Durante três anos, a Associação de Municípios do Douro Superior (AMDS) vai assumir a cogestão do Parque Natural do Douro Internacional (PNDI) em parceria com o ICNF e com o Fundo Ambiental.

O PNDI abrange quatro concelho fronteiriços: Miranda do Douro, Mogadouro e Freixo de Espada à Cinta, do distrito de Bragança, e Figueira de Castelo Rodrigo do distrito da Guarda. Integrado na Rede Nacional de Áreas Protegidas, estende-se ao longo de 122 quilómetros pelos vales dos rio Douro e do seu afluente Águeda.

“Com a entrada em vigor do protocolo de cogestão, desde logo os quatro municípios que integram a áreas protegida do Douro Internacional passam a ter uma voz mais ativa no modelo de gestão das áreas protegidas”, explicou o secretário-geral da AMDS, Nuno Trigo, à Lusa, citada pel’A Voz de Trás-os-Montes.

“Estes quatro municípios, com este modelo de cogestão, podem transmitir os anseios das populações na gestão das áreas protegidas, que por vezes é condicionada pela lei, o que levanta alguma contestação”, adiantou ainda Nuno Trigo.

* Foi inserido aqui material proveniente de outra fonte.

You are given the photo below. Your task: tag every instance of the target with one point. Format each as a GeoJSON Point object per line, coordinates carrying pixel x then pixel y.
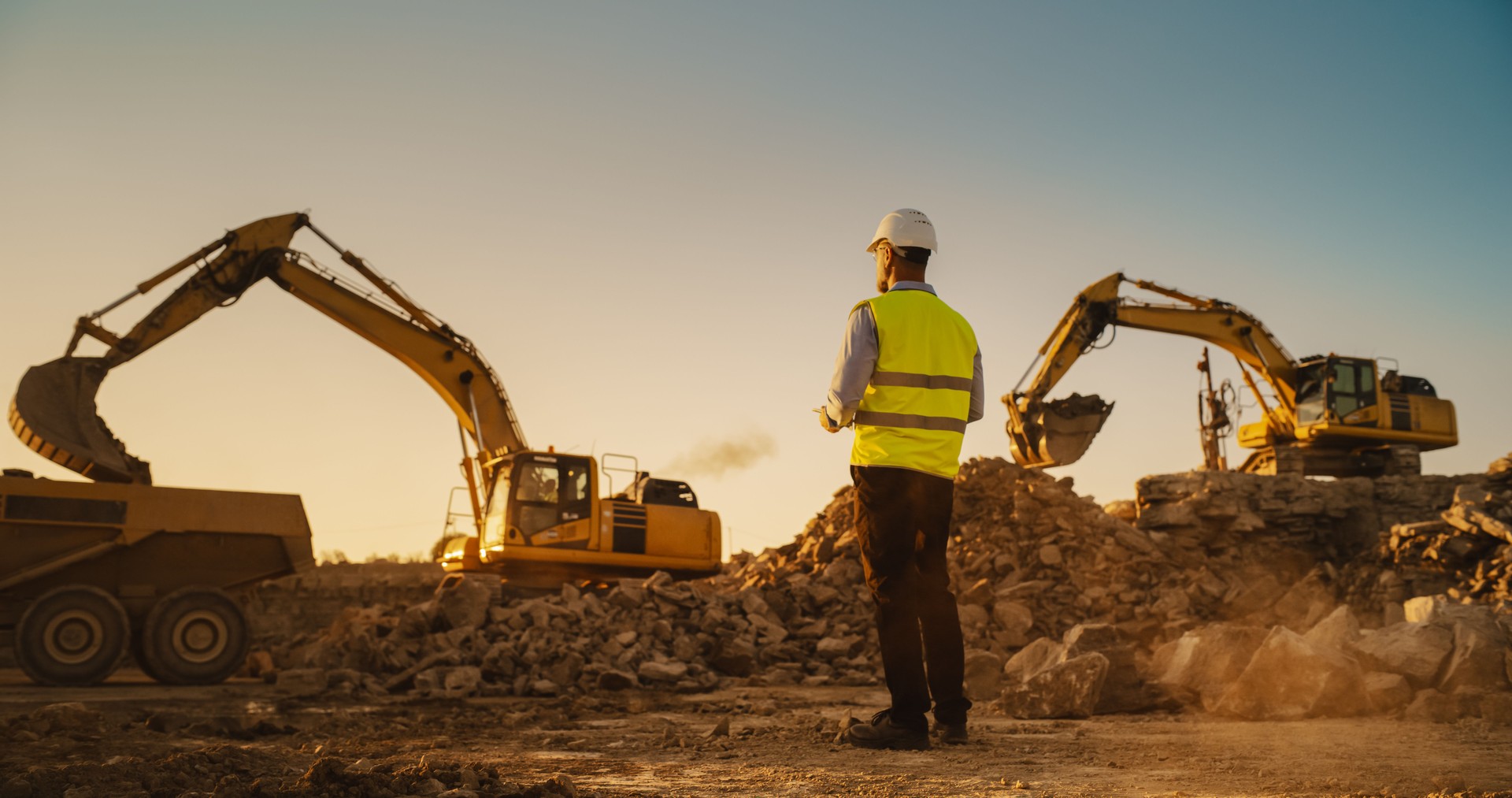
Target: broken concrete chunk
{"type": "Point", "coordinates": [463, 602]}
{"type": "Point", "coordinates": [1290, 679]}
{"type": "Point", "coordinates": [1410, 649]}
{"type": "Point", "coordinates": [1477, 661]}
{"type": "Point", "coordinates": [662, 671]}
{"type": "Point", "coordinates": [1065, 689]}
{"type": "Point", "coordinates": [983, 676]}
{"type": "Point", "coordinates": [1032, 661]}
{"type": "Point", "coordinates": [1124, 689]}
{"type": "Point", "coordinates": [1201, 666]}
{"type": "Point", "coordinates": [1339, 630]}
{"type": "Point", "coordinates": [302, 682]}
{"type": "Point", "coordinates": [617, 681]}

Durante os três anos de vigência, serão disponibilizados cerca de 100 mil euros, provenientes do Fundo Ambiental, para a AMDS fazer face aos encargos e orientações com a cogestão da área protegida.

“Institui-se assim o modelo de cogestão para as áreas protegidas de âmbito nacional, a partir do qual se pretende imprimir uma dinâmica de gestão de proximidade, em que diferentes entidades colocam ao serviço da área protegida o que de melhor têm para oferecer no quadro das suas competências e atribuições, pondo em prática uma gestão participativa, colaborativa e articulada em cada área”, indicou à Lusa o secretário-geral.

A comissão de cogestão será presidida por Mogadouro, uma vez que se trata do concelho com maior área protegida dentro do PNDI e do local onde está localizada a sua sede.